Chai Discovery appoints ex-Pfizer CSO to board after latest model delivers ‘fully de novo’ antibody design with a 20% hit rate.
AI drug development startup Chai Discovery has secured $70 million in a Series A funding round led by Menlo Ventures, bringing its total funding to over $100 million. The OpenAI-backed company, which only emerged last year, is attempting to radically accelerate drug discovery performance by treating biology as an information problem.
Founded by a team with roots at OpenAI, Meta, Stripe and Google X, Chai Discovery claims its flagship AI model, Chai-2, has already achieved a reliable method for generating entirely new antibodies from scratch. According to the company, companies can spend years and millions screening vast libraries of molecules with hit rates of just 0.1%, while Chai-2 has delivered validated drug candidates with success rates nearing 20% within weeks. These antibodies are not repurposed or drawn from existing databases; they are wholly novel sequences, designed with specificity and stability based solely on a target antigen.
“Before Chai-2, the process was not unlike searching a giant bunch of keys for the right fit for a lock – but there are millions of keys,” said Chai co-founder Matthew McPartlon. “Now, it’s like having a master locksmith design exactly the right shape key, based only on your description of the lock.”
Chai’s work has potentially significant implications for the treatment of age-related diseases, where novel, complex, or intractable targets often stymie conventional therapeutic development. Chai’s CEO Joshua Meier has described Chai-2 as a “Photoshop for proteins” that enables the rapid development of therapeutics capable of hitting previously undruggable targets.
“Progress towards game-changing drugs and treatments is far too slow, stymied by costly trial-and-error experiments,” said Meier. “Chai Discovery exists to push the boundaries of what’s possible in this field, applying frontier AI to transform biology from science to engineering, so that breakthroughs can be designed rather than simply discovered.”
OpenAI’s deep involvement, not just as an investor, but also through shared DNA with Chai’s founding team, is significant. An early backer of the company, OpenAI co-led its $30 million seed round and helped fuel the development of its first major release, Chai-1, a multi-modal structure prediction model that outperformed established tools like AlphaFold3 on key benchmarks.

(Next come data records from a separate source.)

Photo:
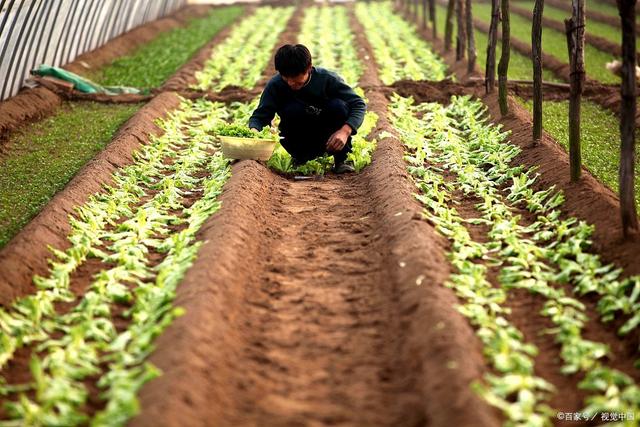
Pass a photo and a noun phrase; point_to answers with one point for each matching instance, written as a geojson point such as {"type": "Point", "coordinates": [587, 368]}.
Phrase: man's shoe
{"type": "Point", "coordinates": [343, 168]}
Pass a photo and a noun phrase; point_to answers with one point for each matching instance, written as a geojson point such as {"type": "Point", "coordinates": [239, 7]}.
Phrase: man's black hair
{"type": "Point", "coordinates": [292, 60]}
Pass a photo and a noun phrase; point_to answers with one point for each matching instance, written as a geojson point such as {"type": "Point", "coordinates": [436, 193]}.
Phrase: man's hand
{"type": "Point", "coordinates": [338, 140]}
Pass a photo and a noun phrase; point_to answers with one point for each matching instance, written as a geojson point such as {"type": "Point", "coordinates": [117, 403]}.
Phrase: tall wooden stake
{"type": "Point", "coordinates": [432, 16]}
{"type": "Point", "coordinates": [471, 42]}
{"type": "Point", "coordinates": [448, 29]}
{"type": "Point", "coordinates": [536, 53]}
{"type": "Point", "coordinates": [627, 10]}
{"type": "Point", "coordinates": [503, 66]}
{"type": "Point", "coordinates": [424, 14]}
{"type": "Point", "coordinates": [461, 37]}
{"type": "Point", "coordinates": [490, 68]}
{"type": "Point", "coordinates": [575, 42]}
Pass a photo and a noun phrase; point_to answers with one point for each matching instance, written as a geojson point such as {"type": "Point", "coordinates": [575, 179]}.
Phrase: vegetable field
{"type": "Point", "coordinates": [457, 278]}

Adding further weight to Chai’s credibility, Mikael Dolsten, former Chief Scientific Officer at Pfizer, where he oversaw the development of more than 150 clinical programs and 36 approved drugs, has joined the company’s board.
“I’ve been impressed by the scale of Chai Discovery’s ambition since our early conversations a while ago—when such progress scarcely seemed possible—and it’s incredible to see this breakthrough come so quickly,” said Dolsten in a previous statement. “Chai-2 holds high potential for de novo design of medicines with short turnaround times.”